Konzeption einer Architektur für das Management heterogener Geodaten im Bereich Katastrophenschutz am DLR

Diese Arbeit ist online verfügbar: Download


Das Institut für Kommunikationen und Navigation bei der DLR (Deutsches Zentrum für Luft- und Raumfahrt e.V.) entwickelt im Rahmen des EU-Projektes LIMES (Land and Sea Integrated Monitoring for European Security) ein Führungs- und Lagesystem, um Katastrophenschützer während verschiedener Phasen einer Natur- oder durch den Menschen verursachten Katastrophe zu unterstützen. Am Institut wird in diesem Zusammenhang insbesondere die Rolle von robuster Kommunikation, Lokalisierung und Kontextbewusstsein untersucht. Um die Nutzbarkeit dieser Technologien zu erforschen, wird ein im realen Einsatz verwendbares System entwickelt. Dieses soll den Entscheidungsträgern ermöglichen, auch in komplexen Lagen die Übersicht zu behalten. Das System basiert auf Hard- und Software, die für den Gebrauch durch das Personal im Katastrophengebiet optimiert ist, und in enger Zusammenarbeit mit den Nutzern konzipiert wurde.

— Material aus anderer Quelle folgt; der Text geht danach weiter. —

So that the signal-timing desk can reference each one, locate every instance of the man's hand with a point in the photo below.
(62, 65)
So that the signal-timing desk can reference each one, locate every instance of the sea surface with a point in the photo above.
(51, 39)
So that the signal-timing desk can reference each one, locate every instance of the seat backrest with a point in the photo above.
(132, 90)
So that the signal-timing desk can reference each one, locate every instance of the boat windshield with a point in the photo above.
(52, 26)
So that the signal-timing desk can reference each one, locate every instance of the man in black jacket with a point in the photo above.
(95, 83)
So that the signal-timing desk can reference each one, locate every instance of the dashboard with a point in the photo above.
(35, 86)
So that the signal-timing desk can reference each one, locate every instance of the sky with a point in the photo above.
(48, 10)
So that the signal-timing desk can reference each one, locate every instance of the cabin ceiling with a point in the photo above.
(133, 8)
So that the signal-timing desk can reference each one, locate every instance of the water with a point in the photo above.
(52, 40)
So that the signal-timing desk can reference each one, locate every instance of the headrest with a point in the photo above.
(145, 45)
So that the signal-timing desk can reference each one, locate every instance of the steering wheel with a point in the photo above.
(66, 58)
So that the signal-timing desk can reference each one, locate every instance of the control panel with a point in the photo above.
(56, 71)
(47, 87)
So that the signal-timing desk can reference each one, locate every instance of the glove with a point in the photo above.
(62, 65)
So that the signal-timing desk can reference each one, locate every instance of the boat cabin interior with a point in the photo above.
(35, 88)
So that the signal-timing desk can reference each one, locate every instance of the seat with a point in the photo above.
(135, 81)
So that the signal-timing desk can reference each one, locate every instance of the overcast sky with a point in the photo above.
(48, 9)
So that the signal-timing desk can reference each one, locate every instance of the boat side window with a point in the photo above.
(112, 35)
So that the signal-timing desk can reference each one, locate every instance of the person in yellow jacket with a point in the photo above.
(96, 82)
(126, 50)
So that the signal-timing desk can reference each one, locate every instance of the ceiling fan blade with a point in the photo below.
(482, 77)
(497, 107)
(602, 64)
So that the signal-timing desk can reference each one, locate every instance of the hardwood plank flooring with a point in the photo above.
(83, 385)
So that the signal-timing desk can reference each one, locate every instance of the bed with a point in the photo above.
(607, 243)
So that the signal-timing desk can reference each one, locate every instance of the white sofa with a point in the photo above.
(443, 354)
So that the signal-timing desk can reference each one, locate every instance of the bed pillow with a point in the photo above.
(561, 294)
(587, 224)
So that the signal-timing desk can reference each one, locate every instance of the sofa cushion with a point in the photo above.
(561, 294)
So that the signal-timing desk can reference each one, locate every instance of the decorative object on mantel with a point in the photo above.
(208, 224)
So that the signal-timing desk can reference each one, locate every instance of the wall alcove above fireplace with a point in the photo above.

Die Geoinformationsunterstützung ist ein wesentlicher Bestandteil des Systems. Als zentrale Komponente zur Visualisierung soll ein geeigneter Earth Viewer wie zum Beispiel „NASA World Wind SDK for Java“ bestimmt werden, auf dessen Basis das so genannte Disaster Management Tool (DMT) implementiert werden soll. Weiter werden Quellen für eine möglichst zügige Geodatenbeschaffung im Katastrophenfall aufgezeigt und die Geodaten-Parameter analysiert. Das DMT soll mit einer Benutzerschnittstelle für Import und Management hetero- gener Geodaten erweitert werden. Für die Verwendung externer Datenquellen ist es u.a. erforderlich, diese mit Hilfe eines Konverters einfach, d.h. ohne Fachkenntnisse und schnell in das benötigte Datenformat umzuwandeln und zur Visualisierung im Viewer bereit zu stellen. Im Rahmen der Masterarbeit werden die Anforderungen an den gesamten Pro- zess analysiert und zuletzt Empfehlungen für: • einen geeigneten Geodaten-Viewer • die Möglichkeiten zur Beschaffung von Geodaten im Katastrophenfall • den praktischen Arbeitsablauf des Imports einer Karte ins DMT gegeben.